Dr. Jayachandran Kizhakkedathu
“We’re preventing that by keeping bacteria off the surface in the first place, and then killing them with the release of silver. Since we prevent attachment of both live and dead bacteria, this coating has significant potential to maintain a clean surface for any device or material for an extended period of time, which is something we haven’t seen so far.”
The coating could be applied to almost any material without pre-treatment used to make medical devices such as central venous catheters, urethral catheters, peritoneal catheters, feeding tubes, vascular grafts, ureteral stents or orthopaedic implants.
Silver is a precious metal, but the amount required is so small that it would add only about 50 cents to the cost of a catheter.
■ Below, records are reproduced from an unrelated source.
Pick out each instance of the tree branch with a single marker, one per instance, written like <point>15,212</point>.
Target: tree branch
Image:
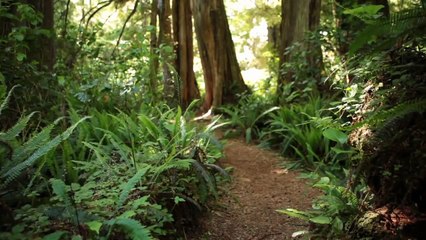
<point>124,27</point>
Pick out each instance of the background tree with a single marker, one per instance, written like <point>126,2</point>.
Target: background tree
<point>166,49</point>
<point>184,49</point>
<point>298,17</point>
<point>222,74</point>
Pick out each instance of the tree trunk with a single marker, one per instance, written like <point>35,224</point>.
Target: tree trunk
<point>153,69</point>
<point>166,52</point>
<point>222,74</point>
<point>47,56</point>
<point>183,35</point>
<point>298,17</point>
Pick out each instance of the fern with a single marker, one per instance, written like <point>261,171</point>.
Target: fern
<point>398,111</point>
<point>6,100</point>
<point>38,140</point>
<point>13,132</point>
<point>205,176</point>
<point>410,22</point>
<point>130,185</point>
<point>13,173</point>
<point>134,229</point>
<point>59,188</point>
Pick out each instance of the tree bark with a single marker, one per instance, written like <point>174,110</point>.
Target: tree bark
<point>298,17</point>
<point>47,56</point>
<point>166,46</point>
<point>222,74</point>
<point>183,37</point>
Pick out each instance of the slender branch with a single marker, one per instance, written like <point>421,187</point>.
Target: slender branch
<point>106,4</point>
<point>124,27</point>
<point>64,31</point>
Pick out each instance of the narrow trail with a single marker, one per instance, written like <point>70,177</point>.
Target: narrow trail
<point>258,189</point>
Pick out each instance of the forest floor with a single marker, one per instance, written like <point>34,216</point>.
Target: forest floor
<point>259,187</point>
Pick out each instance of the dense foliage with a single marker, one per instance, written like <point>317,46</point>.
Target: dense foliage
<point>94,145</point>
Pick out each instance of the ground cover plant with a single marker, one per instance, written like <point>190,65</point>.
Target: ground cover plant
<point>108,112</point>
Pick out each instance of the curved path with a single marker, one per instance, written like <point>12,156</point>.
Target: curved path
<point>259,188</point>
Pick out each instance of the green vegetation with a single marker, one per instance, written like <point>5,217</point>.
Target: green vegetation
<point>98,100</point>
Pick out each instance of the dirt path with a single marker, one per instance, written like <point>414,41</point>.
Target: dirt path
<point>259,188</point>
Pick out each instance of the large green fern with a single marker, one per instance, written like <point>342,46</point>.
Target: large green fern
<point>386,32</point>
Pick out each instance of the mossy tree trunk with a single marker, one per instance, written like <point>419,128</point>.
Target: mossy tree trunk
<point>183,37</point>
<point>166,49</point>
<point>298,17</point>
<point>222,74</point>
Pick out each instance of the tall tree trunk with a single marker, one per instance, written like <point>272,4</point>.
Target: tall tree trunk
<point>166,44</point>
<point>298,17</point>
<point>222,74</point>
<point>183,36</point>
<point>47,56</point>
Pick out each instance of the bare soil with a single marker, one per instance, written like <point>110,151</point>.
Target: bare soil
<point>259,187</point>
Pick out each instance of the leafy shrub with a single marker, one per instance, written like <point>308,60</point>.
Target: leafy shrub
<point>248,116</point>
<point>166,167</point>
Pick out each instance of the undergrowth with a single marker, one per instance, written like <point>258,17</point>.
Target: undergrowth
<point>145,175</point>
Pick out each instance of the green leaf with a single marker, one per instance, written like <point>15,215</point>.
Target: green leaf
<point>130,185</point>
<point>21,56</point>
<point>134,228</point>
<point>364,11</point>
<point>321,220</point>
<point>179,200</point>
<point>94,226</point>
<point>19,36</point>
<point>17,170</point>
<point>296,213</point>
<point>335,135</point>
<point>55,236</point>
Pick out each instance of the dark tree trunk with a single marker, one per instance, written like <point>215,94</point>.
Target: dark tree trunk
<point>47,55</point>
<point>298,17</point>
<point>183,35</point>
<point>222,74</point>
<point>166,44</point>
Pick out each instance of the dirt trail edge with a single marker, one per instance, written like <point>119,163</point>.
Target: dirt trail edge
<point>259,188</point>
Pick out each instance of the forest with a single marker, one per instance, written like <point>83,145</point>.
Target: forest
<point>217,119</point>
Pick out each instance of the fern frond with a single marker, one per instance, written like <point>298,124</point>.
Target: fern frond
<point>7,99</point>
<point>205,176</point>
<point>128,187</point>
<point>409,22</point>
<point>17,170</point>
<point>133,228</point>
<point>59,188</point>
<point>34,142</point>
<point>13,132</point>
<point>400,110</point>
<point>179,164</point>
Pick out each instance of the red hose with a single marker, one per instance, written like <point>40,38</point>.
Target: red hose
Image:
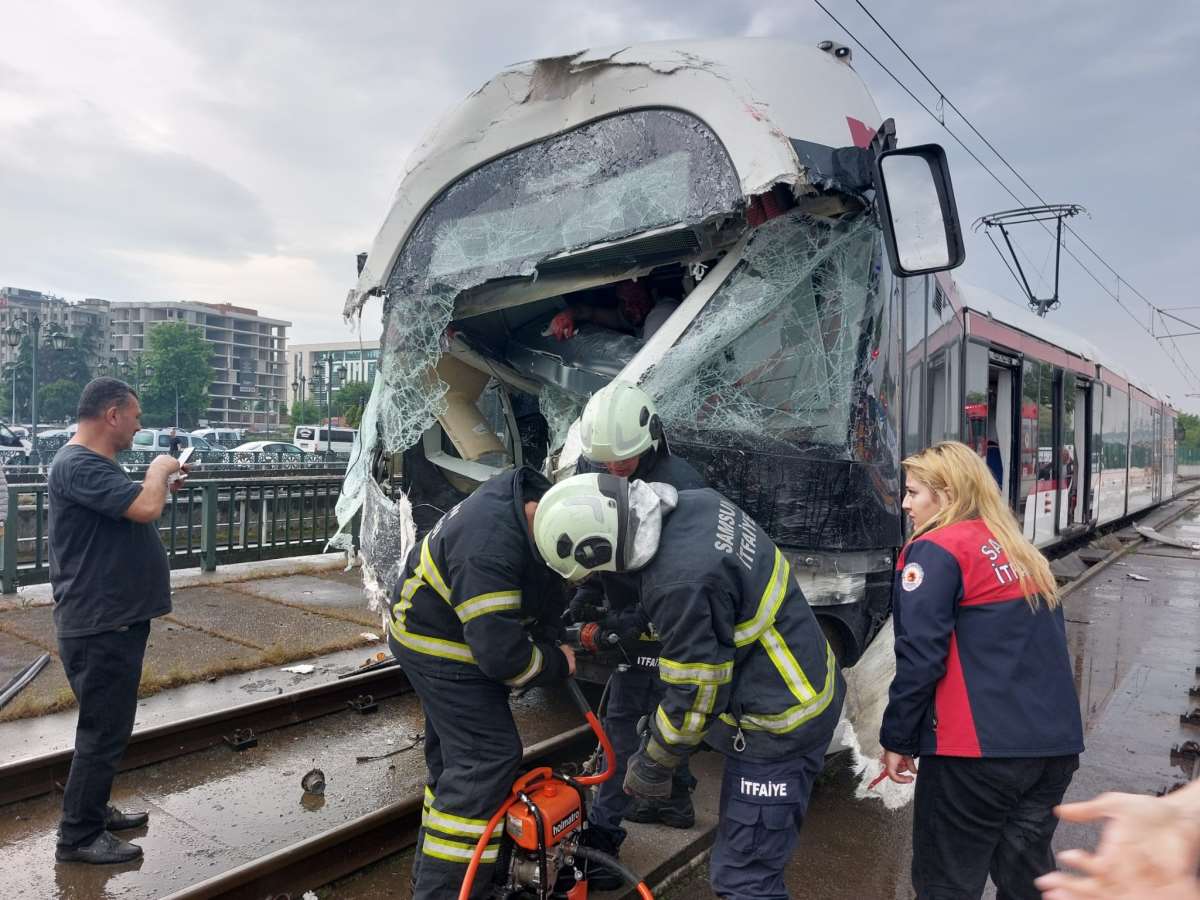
<point>468,880</point>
The research team looks forward to seeing how the coating performs in clinical trials, and is optimistic that their discovery could be in wide use to prevent infections in patients within the next decade.
Their work was funded by Canadian Institutes of Health Research, the Natural Sciences and Engineering Council of Canada, the Canada Foundation for Innovation, the British Columbia Knowledge Development Fund and the Michael Smith Foundation for Health Research.